The incident received little coverage in the American media. Journalists and political commentators attributed this to its "feebly unsophisticated" and "poorly conceived" nature. They also suggested that Trump and his supporters declined to make political capital from the incident, as "a white British non-Muslim man did not fit his narrative of 'threat'". The Oregonian noted the short sentence given to Sandford, suggesting that "U.S. officials [...] apparently do not consider Sandford a threat." Writing in The Independent, Peter Walker was critical of the decision to incarcerate Sandford, opining "The autistic do not respond well to deterrents, and this is why [Sandford] should never have spent a single day in prison [...] if sentenced in the UK, I've no doubt this punishment would have recommended a hospital order or counseling."

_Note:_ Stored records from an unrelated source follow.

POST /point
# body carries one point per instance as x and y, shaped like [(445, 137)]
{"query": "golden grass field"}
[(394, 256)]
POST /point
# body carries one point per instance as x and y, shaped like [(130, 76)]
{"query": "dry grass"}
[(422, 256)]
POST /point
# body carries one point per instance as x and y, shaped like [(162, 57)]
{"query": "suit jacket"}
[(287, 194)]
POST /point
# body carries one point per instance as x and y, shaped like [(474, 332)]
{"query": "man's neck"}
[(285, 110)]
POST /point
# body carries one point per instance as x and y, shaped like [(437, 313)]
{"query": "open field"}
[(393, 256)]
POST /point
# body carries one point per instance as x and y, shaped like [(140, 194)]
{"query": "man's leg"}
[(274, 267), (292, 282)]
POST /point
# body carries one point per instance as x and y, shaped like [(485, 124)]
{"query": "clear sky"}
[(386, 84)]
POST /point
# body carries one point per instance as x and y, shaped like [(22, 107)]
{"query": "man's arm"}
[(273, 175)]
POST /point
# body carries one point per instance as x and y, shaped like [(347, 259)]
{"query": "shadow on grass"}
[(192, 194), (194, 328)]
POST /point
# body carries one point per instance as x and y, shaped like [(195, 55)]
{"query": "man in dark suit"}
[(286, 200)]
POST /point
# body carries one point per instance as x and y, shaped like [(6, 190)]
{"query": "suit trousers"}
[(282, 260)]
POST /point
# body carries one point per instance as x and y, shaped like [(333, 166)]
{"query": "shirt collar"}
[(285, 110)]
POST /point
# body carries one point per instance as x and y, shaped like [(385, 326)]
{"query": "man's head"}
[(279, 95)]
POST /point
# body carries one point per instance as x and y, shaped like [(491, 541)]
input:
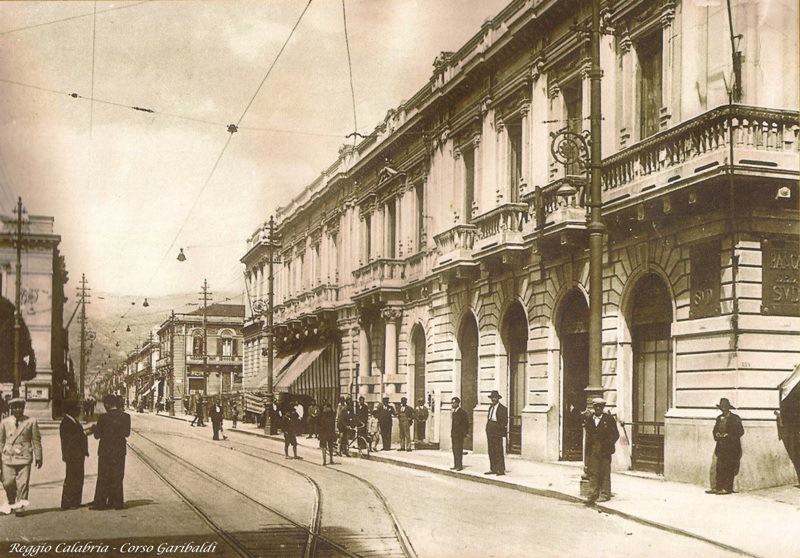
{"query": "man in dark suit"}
[(601, 437), (215, 414), (385, 413), (112, 428), (728, 432), (496, 429), (74, 450), (459, 426)]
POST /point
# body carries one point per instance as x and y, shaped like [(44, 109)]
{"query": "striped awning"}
[(279, 365), (789, 384)]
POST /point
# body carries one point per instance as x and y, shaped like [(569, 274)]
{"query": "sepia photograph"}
[(399, 278)]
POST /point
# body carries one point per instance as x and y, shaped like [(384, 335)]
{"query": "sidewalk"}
[(762, 523)]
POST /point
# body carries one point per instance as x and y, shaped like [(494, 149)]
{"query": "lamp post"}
[(267, 308), (596, 226)]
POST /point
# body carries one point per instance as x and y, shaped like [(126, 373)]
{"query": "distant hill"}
[(110, 315)]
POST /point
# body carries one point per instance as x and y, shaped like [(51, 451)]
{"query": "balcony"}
[(383, 276), (765, 143), (500, 231), (215, 359), (455, 251), (560, 209)]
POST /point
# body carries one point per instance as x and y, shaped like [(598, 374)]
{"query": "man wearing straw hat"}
[(601, 439), (21, 445), (728, 432)]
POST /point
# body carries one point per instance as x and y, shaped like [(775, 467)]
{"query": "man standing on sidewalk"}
[(21, 445), (385, 414), (216, 414), (74, 451), (601, 439), (420, 418), (728, 432), (111, 429), (459, 426), (405, 417), (496, 428)]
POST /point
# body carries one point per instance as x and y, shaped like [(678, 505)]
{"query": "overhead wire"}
[(350, 71), (54, 21)]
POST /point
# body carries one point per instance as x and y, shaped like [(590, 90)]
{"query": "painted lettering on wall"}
[(781, 277)]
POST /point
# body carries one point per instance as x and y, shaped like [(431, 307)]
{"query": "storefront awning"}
[(302, 363), (789, 384), (279, 365)]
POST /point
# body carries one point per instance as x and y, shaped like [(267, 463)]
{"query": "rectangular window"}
[(367, 238), (573, 105), (420, 195), (649, 52), (514, 158), (391, 222), (469, 183)]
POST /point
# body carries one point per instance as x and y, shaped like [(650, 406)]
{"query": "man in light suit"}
[(74, 451), (601, 437), (111, 429), (459, 426), (21, 445), (496, 431), (216, 414)]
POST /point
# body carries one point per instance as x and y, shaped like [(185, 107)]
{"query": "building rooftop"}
[(221, 310)]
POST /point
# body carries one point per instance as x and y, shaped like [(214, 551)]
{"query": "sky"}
[(128, 188)]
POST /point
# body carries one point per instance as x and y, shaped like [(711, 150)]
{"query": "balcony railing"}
[(379, 274), (501, 228), (215, 359), (764, 138), (455, 246)]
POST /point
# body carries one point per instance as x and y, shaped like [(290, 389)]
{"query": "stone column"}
[(667, 66), (390, 317), (628, 91), (524, 113)]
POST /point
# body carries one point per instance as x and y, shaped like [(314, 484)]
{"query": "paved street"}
[(242, 494)]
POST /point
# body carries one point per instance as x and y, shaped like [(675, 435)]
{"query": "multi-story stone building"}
[(144, 384), (44, 344), (198, 360), (446, 254)]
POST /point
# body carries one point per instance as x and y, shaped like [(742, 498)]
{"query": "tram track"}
[(405, 549), (314, 544)]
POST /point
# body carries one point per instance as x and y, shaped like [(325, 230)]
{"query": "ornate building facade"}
[(194, 360), (47, 376), (446, 254)]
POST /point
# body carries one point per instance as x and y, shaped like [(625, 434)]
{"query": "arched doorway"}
[(515, 338), (418, 347), (468, 348), (573, 335), (650, 325)]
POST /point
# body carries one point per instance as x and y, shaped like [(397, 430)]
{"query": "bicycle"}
[(360, 442)]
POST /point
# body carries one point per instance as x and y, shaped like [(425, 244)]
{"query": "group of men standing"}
[(21, 445)]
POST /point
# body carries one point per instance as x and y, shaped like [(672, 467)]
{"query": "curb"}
[(554, 494)]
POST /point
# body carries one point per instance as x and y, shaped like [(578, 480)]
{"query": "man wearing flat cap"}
[(496, 431), (728, 432), (111, 429), (601, 439), (21, 445)]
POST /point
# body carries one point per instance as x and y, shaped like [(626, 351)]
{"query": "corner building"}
[(447, 254)]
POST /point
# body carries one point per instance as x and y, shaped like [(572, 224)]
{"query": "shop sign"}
[(780, 277), (705, 280)]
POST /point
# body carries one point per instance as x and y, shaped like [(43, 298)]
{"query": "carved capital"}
[(625, 43), (390, 314)]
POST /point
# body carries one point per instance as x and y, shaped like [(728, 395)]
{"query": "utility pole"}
[(83, 294), (269, 324), (205, 293), (596, 227), (18, 305)]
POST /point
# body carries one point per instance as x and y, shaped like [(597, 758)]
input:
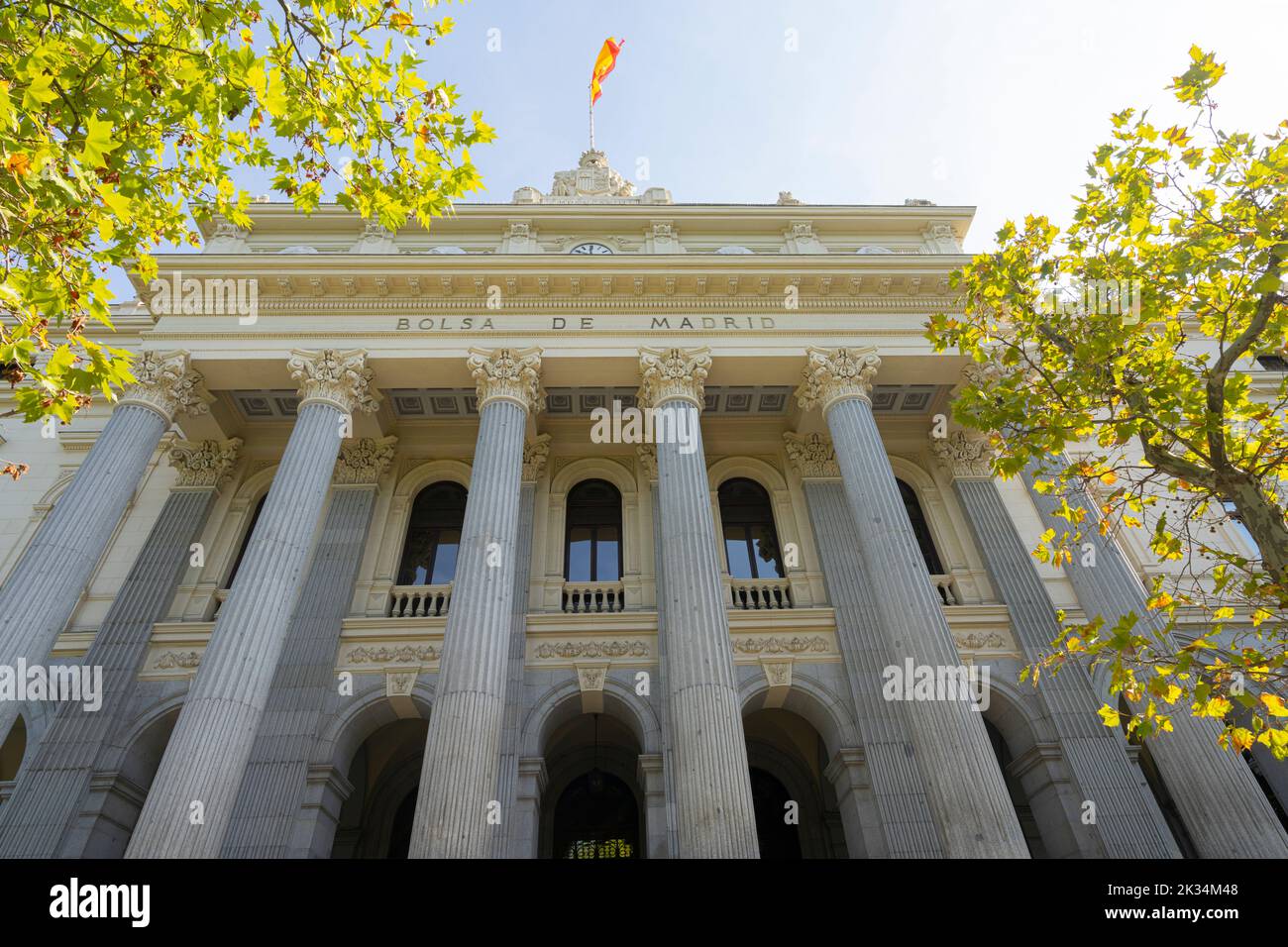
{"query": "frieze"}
[(773, 644), (591, 648)]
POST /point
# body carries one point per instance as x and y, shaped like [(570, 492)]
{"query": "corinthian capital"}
[(364, 460), (204, 463), (832, 375), (811, 455), (511, 375), (674, 373), (166, 382), (336, 377), (964, 455)]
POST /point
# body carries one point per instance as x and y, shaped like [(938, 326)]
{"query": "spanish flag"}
[(604, 63)]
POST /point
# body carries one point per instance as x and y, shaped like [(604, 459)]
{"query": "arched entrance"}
[(797, 809), (119, 804), (1016, 789), (592, 805), (376, 818)]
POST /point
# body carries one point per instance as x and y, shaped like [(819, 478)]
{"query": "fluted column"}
[(189, 805), (455, 817), (535, 454), (712, 783), (47, 582), (907, 825), (35, 822), (1102, 774), (271, 791), (1220, 801), (648, 460), (967, 795)]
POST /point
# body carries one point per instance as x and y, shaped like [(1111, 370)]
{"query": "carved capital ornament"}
[(648, 460), (335, 377), (964, 455), (535, 455), (674, 373), (166, 382), (811, 455), (511, 375), (204, 464), (362, 462), (833, 375)]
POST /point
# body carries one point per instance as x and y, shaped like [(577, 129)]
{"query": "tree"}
[(119, 116), (1126, 341)]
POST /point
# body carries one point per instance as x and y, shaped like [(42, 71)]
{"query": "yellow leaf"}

The BBC produced a documentary about the incident and various issues concerning mental health and treatment of individuals affected by disorders. Titled The Brit Who Tried to Kill Trump, it aired on BBC Three on the BBC iPlayer, then on BBC One in the United Kingdom on January 29, 2017. The film was critical of mental health care in the UK, stating that "NHS resources [are] increasingly stretched by government cuts" and "There's also this difficult crossover period around 18 years old when someone passes from youth to adult services and people can get lost in the system."